Kamis, 10 September 2009

kandungan tanaman

Senyawa Antimikroba dari Tanaman
Kompas (07/12/2005, 15:11:19)

Tanaman memiliki suatu kemampuan yang hampir tidak terbatas untuk mensintesis substansi aromatik, yang kebanyakan dari substansi tersebut adalah fenol. Substansi itu merupakan metabolit sekunder dan yang telah diisolasi berjumlah paling sedikit 12.000 (jumlah yang diperkirakan kurang dari 10 persen dari jumlah totalnya).

Pada banyak kasus, substansi tersebut berfungsi sebagai mekanisme pertahanan tanaman terhadap predasi oleh mikroorganisme, insekta, dan herbivora. Beberapa seperti terpenoid, memberikan aroma pada tanaman, sedangkan yang lain seperti quinon dan tanin berfungsi untuk pigmen tanaman.

Banyak senyawa yang berfungsi sebagai flavor tanaman (seperti terpenoid capsaicin dari tanaman cabai) dan beberapa tanaman telah digunakan manusia untuk membumbui makanan sehingga menghasilkan senyawa medisinal yang bermanfaat. Fitokemikal antimikroba yang bermanfaat dapat dibagi ke dalam beberapa kategori yang meliputi fenolik dan polifenol, terpenoid dan minyak esensial, akaloid, lektin dan polipeptida, campuran, dan senyawa lain.

Fenolik dan polifenol

Fenol Sederhana dan Asam Fenolat. Asam sinnamat dan kaffeat merupakan contoh umum dari grup senyawa turunan fenilpropan. Asam kaffeat bersifat efektif terhadap virus, bakteri, dan fungsi. Katekol dan pirogalol merupakan fenol terhidroksilasi yang bersifat toksik terhadap mikroorganisme.

Katekol memiliki dua grup hidroksil dan pirogalol merupakan fenol terhidroksilasi yang bersifat toksik terhadap mikroorganisme. Katekol memiliki dua grup hidroksil dan pirogalol memiliki tiga. Sisi dan jumlah grup hidroksil pada grup fenol diduga memiliki hubungan dengan toksisitas relatif mereka terhadap mikroorganisme, dengan bukti bahwa hidroksilasi yang meningkat menyebabkan toksistas yang meningkat.

Mekanisme yang dianggap bertanggung jawab terhadap toksisitas fenolik pada mikroorganisme meliputi inhibitor enzim oleh senyawa yang teroksidasi, kemungkinan melalui reaksi dengan grup sulfhidril atau melalui interaksi non-spesifik dengan protein.
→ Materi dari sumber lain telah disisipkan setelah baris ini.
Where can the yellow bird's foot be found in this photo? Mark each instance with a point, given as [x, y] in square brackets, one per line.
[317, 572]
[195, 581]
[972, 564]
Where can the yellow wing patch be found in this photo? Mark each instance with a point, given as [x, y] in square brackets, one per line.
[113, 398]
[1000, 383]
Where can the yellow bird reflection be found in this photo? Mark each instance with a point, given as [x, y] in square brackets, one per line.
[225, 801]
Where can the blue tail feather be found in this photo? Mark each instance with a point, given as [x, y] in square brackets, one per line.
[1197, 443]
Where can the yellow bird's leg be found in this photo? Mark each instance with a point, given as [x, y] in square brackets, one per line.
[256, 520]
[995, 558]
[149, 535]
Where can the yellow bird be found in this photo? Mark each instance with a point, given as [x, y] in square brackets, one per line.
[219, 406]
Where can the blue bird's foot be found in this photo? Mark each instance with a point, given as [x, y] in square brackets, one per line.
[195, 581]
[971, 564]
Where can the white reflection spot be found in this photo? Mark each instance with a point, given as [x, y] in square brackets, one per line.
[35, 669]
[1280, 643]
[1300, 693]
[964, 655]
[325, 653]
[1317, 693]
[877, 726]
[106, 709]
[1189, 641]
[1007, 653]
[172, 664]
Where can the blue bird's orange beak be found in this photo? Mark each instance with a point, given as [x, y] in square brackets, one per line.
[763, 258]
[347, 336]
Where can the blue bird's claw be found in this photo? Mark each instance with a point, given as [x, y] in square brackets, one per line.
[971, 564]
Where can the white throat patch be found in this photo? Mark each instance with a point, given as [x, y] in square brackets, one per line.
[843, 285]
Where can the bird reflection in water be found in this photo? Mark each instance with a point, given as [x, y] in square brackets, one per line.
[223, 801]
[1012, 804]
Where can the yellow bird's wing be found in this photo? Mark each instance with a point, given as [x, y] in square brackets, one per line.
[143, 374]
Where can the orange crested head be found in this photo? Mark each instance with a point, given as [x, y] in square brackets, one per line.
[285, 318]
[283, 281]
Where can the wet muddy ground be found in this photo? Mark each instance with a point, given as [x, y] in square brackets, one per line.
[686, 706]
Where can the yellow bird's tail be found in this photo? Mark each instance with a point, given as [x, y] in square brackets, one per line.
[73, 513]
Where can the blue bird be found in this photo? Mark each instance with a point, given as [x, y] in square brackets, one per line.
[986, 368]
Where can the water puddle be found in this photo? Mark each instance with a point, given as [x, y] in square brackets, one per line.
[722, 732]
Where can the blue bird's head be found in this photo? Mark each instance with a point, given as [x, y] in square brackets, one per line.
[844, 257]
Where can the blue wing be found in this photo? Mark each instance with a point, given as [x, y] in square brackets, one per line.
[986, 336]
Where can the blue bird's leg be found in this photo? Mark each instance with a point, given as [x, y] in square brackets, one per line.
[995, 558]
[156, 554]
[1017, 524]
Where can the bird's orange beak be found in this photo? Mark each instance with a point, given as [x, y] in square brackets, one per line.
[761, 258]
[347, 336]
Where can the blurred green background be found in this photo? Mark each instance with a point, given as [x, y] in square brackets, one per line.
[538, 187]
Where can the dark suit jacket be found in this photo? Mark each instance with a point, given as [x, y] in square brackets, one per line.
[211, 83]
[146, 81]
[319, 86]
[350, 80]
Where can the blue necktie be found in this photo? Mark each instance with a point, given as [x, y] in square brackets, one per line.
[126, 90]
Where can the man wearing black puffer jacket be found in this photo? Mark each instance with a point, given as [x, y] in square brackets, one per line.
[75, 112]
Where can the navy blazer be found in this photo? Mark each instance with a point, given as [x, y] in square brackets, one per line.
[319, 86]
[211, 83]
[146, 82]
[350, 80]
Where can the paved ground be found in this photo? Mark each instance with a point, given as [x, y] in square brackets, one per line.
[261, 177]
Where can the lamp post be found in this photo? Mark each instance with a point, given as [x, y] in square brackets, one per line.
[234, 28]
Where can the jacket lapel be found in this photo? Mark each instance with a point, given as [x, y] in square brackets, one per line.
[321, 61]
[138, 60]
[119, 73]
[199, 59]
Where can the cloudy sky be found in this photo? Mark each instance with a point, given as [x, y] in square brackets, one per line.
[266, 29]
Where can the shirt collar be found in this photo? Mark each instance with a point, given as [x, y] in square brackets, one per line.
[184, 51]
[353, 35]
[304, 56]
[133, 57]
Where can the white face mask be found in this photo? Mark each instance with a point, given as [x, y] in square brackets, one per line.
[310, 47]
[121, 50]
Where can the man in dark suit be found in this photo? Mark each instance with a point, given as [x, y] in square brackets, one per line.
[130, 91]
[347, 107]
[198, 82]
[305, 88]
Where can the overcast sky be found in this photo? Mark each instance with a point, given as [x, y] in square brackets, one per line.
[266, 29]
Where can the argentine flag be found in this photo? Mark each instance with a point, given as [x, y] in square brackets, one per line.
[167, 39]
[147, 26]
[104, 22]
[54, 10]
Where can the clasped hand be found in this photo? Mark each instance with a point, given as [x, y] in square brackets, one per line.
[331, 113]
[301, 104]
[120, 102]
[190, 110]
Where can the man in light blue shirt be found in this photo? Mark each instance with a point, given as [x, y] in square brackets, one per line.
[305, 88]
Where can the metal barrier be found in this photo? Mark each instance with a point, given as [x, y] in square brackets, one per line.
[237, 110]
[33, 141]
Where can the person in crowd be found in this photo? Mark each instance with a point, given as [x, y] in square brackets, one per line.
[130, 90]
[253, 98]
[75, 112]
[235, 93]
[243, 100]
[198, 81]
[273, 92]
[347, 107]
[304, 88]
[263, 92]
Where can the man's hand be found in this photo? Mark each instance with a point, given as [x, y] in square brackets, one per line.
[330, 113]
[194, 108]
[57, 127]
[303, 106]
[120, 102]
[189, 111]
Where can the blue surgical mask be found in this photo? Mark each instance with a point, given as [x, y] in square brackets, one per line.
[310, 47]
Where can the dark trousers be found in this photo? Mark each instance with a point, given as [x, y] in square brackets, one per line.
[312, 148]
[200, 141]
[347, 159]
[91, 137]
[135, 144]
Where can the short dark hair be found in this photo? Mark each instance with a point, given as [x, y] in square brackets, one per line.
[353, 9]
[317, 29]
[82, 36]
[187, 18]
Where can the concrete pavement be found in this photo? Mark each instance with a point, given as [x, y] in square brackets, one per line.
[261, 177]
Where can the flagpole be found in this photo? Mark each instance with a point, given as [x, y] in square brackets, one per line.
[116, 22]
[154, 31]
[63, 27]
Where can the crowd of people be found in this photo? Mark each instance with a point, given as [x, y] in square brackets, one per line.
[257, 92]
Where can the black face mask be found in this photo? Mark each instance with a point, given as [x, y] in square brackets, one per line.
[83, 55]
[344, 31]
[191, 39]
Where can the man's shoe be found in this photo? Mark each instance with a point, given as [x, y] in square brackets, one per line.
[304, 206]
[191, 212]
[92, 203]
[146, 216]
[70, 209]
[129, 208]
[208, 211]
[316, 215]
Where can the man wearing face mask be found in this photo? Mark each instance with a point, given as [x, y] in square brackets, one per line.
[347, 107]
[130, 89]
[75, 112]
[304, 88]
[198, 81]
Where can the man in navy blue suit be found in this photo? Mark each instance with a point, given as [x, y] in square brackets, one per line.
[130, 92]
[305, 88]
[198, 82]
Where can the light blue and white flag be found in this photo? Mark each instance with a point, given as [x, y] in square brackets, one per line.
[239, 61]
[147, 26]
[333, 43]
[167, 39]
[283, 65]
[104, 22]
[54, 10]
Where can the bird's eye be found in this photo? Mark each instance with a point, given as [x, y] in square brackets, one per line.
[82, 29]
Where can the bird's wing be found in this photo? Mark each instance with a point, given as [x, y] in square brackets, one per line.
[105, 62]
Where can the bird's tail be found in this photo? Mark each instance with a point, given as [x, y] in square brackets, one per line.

Quinon terdapat di mana-mana di alam dan bersifat reaktif tinggi. Senyawa ini berwarna yang bertanggung jawab untuk reaksi kecoklatan pada buah-buahan dan sayuran yang terluka atau terpotong, dan merupakan senyawa perantara dalam jalur sintesis melanin pada kulit manusia.

Quinon diketahui membentuk kompleks yang bersifat irreversible dengan asam amino nukleofilik dalam protein yang sering menghantarkan inaktivasi protein dan kehilangan fungsi. Untuk alasan tersebut, kisaran potensial efek antimikroba quinon cukup luas.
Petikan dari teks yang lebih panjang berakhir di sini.